Why the Danes are the happiest people in the world

Today we have a nice picture of some smiling citizens of the happiest country in the world.


Yes, dear readers, they're Danes. Aren't they great? [Geddit? Ed. ... Great Danes! Geddit now?] Every year, the World Happiness Report surveys numerous people from various countries around the world to find out which country has the happiest population. [Geddit? That's why it's called the "World Happiness Report". Ed. Geddit now?] This year’s winner is Denmark, followed closely by Switzerland, Iceland, and Norway. Canada ranked 6th. And the USA? Errr, 13th. And that was before Super Tuesday!

The lamestream media have been full of stories on the happiness of Danes, extolling Denmark's liberal democracy, managed economy, peacefulness and prosperity. What they don't mention, though, is the fact that Denmark's society is remarkably homogenous. As the picture shows, most Danes are white Scandinavians who share a common language, culture and religion. And their laws and policies and immigration and designed to keep it that way.

Just a couple of months ago, the Danish parliament overwhelmingly passed a bill to solidify Denmark’s reputation as Western Europe’s least attractive country for refugees. The law empowers Danish authorities to seize any assets exceeding $1450 from asylum-seekers in order to help pay for the migrants' subsistence in the country. It also extends, from one year to three, the period that those who are resettled must wait to apply for family members to join them in Denmark.

Why did the Danes do this? It's not that they haven't welcomed immigrants in the past. Over the course of the 20th century, the country of nearly 6 million became home to refugees and immigrants from the Soviet bloc, the Balkans, and beyond. Today, immigrants and their descendants account for 10% percent of Denmark'se total population. Denmark has also been a prominent advocate for refugees and asylum-seekers.

Perhaps that last phrase should read "true refugees and asylum-seekers", not to be confused with the bogus refugees and economic migrants from countries such as Morocco, Algeria and Pakistan [That may be stretching it a bit. Ed.] now making a pit stop in Denmark en route to Sweden or having missed the exit for Germany. In 2015, 21,000 people sought asylum in Denmark -- up from 14,815 asylum applications in 2014 and 7,557 in 2013. These are numbers that the Danish welfare state -- which guarantees free health care, education and other benefits to every resident -- is struggling to handle.

According to "How Not to Welcome Refugees" (Atlantic Monthly, Jan. 2016), the Danish government last August cut social benefits to refugees and immigrants by 45%, in a move marketed as an "integration benefit". To ensure the message was clearly received, they advertised the benefit cut, as well as other government policies that asylum-seekers might find unappealing, in newspapers in Lebanon, which has a large refugee population.

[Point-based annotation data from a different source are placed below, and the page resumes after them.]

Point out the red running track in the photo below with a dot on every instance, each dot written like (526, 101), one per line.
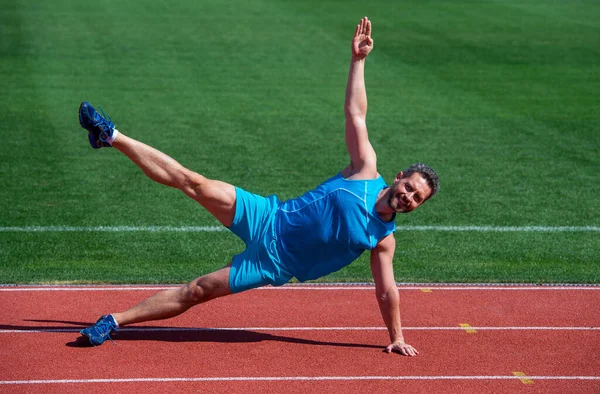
(307, 339)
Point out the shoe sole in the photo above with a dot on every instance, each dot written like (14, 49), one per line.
(81, 120)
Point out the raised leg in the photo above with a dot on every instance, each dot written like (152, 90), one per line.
(216, 196)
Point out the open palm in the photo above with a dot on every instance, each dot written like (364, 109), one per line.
(362, 43)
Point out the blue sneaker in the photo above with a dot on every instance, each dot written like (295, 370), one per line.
(100, 332)
(100, 129)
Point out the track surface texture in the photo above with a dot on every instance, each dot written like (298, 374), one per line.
(308, 339)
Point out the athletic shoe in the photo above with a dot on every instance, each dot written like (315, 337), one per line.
(100, 129)
(100, 332)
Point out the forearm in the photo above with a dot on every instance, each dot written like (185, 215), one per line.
(389, 305)
(356, 93)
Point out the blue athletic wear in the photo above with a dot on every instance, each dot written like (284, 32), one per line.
(258, 264)
(307, 237)
(100, 127)
(327, 228)
(100, 332)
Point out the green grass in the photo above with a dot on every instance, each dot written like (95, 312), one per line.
(499, 97)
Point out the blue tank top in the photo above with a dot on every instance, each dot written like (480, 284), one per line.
(327, 228)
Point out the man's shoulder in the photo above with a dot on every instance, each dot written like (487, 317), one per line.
(386, 243)
(366, 173)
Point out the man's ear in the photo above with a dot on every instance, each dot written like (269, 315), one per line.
(398, 176)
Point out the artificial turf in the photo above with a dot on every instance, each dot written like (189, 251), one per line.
(500, 97)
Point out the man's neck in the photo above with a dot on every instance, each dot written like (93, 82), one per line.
(382, 207)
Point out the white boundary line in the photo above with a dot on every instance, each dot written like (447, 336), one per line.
(204, 329)
(351, 287)
(291, 378)
(195, 229)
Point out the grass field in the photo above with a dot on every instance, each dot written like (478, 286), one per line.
(500, 97)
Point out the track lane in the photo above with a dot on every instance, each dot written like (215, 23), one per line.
(307, 353)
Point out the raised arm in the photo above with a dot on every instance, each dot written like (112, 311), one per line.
(362, 156)
(387, 294)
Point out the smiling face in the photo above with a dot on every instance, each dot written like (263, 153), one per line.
(408, 193)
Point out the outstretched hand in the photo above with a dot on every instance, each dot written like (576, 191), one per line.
(362, 43)
(403, 348)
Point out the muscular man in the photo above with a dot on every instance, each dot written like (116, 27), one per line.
(307, 237)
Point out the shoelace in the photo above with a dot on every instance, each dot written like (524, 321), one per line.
(106, 122)
(105, 326)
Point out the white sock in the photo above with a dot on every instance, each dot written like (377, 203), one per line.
(113, 138)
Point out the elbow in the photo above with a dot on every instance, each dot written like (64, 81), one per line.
(354, 112)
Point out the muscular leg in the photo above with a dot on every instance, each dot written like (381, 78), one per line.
(217, 197)
(172, 302)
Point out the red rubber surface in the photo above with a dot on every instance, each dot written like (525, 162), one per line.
(308, 353)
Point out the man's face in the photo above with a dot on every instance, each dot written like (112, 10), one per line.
(407, 193)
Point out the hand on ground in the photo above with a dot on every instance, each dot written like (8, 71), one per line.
(403, 348)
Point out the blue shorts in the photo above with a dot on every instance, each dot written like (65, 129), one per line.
(258, 265)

More recently, the government proposed moving refugees from urban housing to camps outside cities, an initiative that would "shift the focus of government immigration policy to repatriation rather than integration". What that means -- in plain English (or Danish) -- is they want all the refugees and asylum-seekers to go back where they came from!

Sometimes the hints are a little more subtle. According to the same article, a Danish city council mandated the placement of pork on municipal menus (observant Muslims don’t eat pork), including at schools and daycare centres. That's quite a contrast with what the Germans are doing. See "German schools won't offend Muslims, drop sausage from lunch menus", WWW 7/3/16. Walt is investigating the possibility that Donald Trump is not a German Nazi, as his detractors say, but a Dane!

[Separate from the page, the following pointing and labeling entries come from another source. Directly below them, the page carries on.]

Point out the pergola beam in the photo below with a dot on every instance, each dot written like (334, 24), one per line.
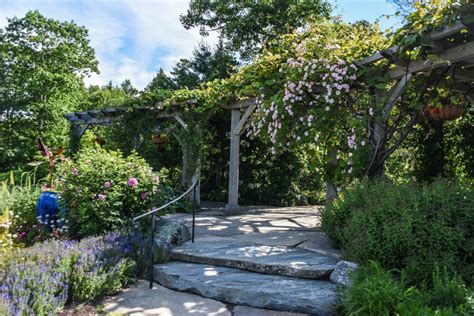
(239, 129)
(434, 36)
(450, 56)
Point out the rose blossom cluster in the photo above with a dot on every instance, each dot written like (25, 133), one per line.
(321, 85)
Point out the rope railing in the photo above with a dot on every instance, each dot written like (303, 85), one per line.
(153, 212)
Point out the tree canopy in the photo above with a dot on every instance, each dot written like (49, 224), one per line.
(246, 25)
(43, 62)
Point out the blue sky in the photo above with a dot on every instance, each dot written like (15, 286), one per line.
(134, 38)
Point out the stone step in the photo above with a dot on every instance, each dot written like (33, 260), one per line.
(242, 287)
(278, 260)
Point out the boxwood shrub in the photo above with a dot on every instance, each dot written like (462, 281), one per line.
(406, 226)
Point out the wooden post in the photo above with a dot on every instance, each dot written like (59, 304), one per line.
(75, 136)
(233, 201)
(331, 190)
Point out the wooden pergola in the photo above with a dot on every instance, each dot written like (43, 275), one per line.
(81, 121)
(452, 49)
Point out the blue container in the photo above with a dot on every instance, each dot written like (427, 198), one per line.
(47, 208)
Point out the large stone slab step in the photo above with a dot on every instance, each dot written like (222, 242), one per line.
(242, 287)
(278, 260)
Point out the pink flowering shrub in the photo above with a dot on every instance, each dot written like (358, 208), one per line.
(309, 96)
(102, 190)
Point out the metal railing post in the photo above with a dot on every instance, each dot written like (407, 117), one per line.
(153, 212)
(194, 211)
(152, 241)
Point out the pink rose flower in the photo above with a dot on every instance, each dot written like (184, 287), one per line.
(75, 171)
(133, 182)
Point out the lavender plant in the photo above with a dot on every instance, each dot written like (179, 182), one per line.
(42, 279)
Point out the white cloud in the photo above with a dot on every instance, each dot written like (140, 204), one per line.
(132, 39)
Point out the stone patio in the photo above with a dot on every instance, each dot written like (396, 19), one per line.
(234, 260)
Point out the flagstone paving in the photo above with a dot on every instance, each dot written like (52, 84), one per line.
(241, 261)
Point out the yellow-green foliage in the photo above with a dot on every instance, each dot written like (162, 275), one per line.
(8, 189)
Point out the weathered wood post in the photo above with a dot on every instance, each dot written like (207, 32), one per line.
(331, 190)
(234, 161)
(237, 127)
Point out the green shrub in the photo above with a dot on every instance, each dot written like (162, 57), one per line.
(411, 227)
(375, 291)
(102, 191)
(448, 291)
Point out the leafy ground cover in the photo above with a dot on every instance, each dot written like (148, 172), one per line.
(414, 243)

To return to the question of why the Danes are whipping the Willkommen mat out from under the feet of the Muslim invaders, the explanation is simple. It's what the Danish people want! One recent poll showed that 37% of voters opposed offering more residence permits to migrants. Another poll indicated that 70% felt the refugee crisis constituted the most important issue on the political agenda.

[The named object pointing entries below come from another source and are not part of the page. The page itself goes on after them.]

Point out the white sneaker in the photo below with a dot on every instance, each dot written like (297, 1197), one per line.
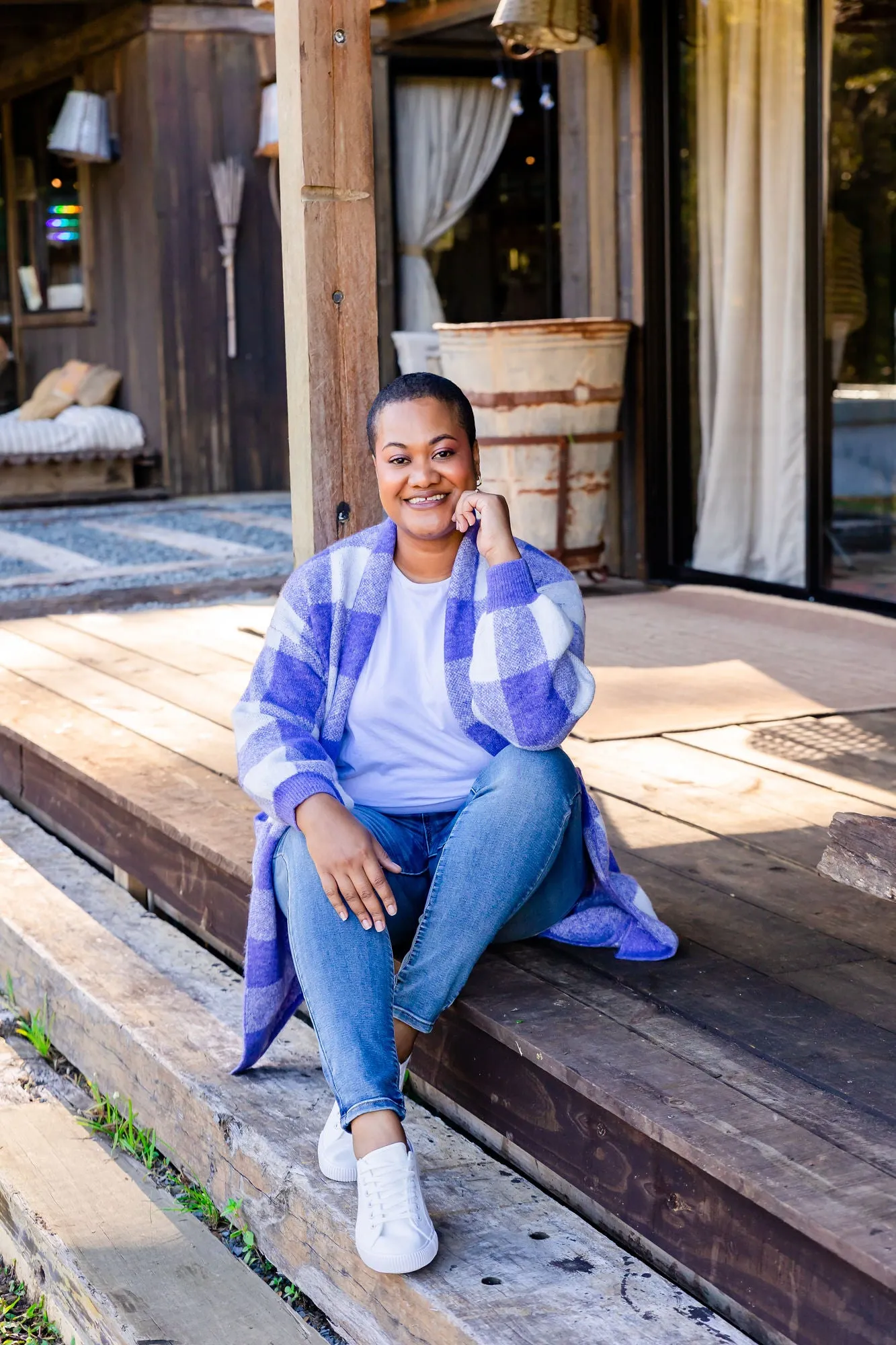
(335, 1153)
(393, 1233)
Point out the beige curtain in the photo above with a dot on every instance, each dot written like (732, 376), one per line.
(751, 232)
(448, 138)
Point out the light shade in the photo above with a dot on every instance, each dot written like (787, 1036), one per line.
(544, 26)
(83, 128)
(268, 132)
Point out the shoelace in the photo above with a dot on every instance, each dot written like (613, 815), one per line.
(386, 1194)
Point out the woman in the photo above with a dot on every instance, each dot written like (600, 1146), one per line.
(401, 732)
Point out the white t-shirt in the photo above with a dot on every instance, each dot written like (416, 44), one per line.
(403, 750)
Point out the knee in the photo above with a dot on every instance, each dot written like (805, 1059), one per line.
(537, 775)
(292, 863)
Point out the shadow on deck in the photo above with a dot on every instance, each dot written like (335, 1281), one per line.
(729, 1114)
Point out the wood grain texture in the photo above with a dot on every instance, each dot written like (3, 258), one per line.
(253, 1140)
(849, 754)
(327, 188)
(116, 1262)
(567, 1087)
(729, 798)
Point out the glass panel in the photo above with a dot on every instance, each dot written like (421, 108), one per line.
(861, 298)
(743, 284)
(7, 368)
(49, 208)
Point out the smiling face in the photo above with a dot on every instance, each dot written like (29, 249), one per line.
(424, 463)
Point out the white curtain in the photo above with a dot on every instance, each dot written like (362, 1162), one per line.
(751, 232)
(448, 138)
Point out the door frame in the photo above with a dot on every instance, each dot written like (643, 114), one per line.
(666, 376)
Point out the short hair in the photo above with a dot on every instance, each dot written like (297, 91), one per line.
(412, 388)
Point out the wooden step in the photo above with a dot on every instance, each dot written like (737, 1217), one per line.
(116, 1262)
(729, 1114)
(514, 1265)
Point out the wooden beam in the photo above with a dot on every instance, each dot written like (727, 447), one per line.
(385, 217)
(447, 14)
(119, 26)
(210, 18)
(46, 60)
(329, 263)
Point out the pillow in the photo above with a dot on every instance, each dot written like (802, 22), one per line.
(45, 401)
(46, 384)
(72, 377)
(99, 387)
(46, 407)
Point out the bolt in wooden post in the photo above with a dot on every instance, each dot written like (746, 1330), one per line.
(329, 249)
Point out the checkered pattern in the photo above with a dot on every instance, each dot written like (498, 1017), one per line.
(514, 646)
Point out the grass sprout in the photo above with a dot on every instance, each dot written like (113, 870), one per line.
(24, 1321)
(120, 1129)
(36, 1027)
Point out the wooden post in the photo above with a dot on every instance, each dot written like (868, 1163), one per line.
(329, 264)
(589, 284)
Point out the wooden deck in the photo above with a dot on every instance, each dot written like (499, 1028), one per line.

An official of the Migration Policy Institute -- an organization which does nicely out of being nice to migrants -- characterized the average Dane's attitude thus: "I want to protect the fact that my country, a small country, is an extremely wealthy country; that it provides these exceptional benefits to its people; and I don’t want to compromise my ability to receive those benefits simply because more and more people want to come in." In other words, "We're happy because we're here and they're not." Sorry, liberals, but that's human nature.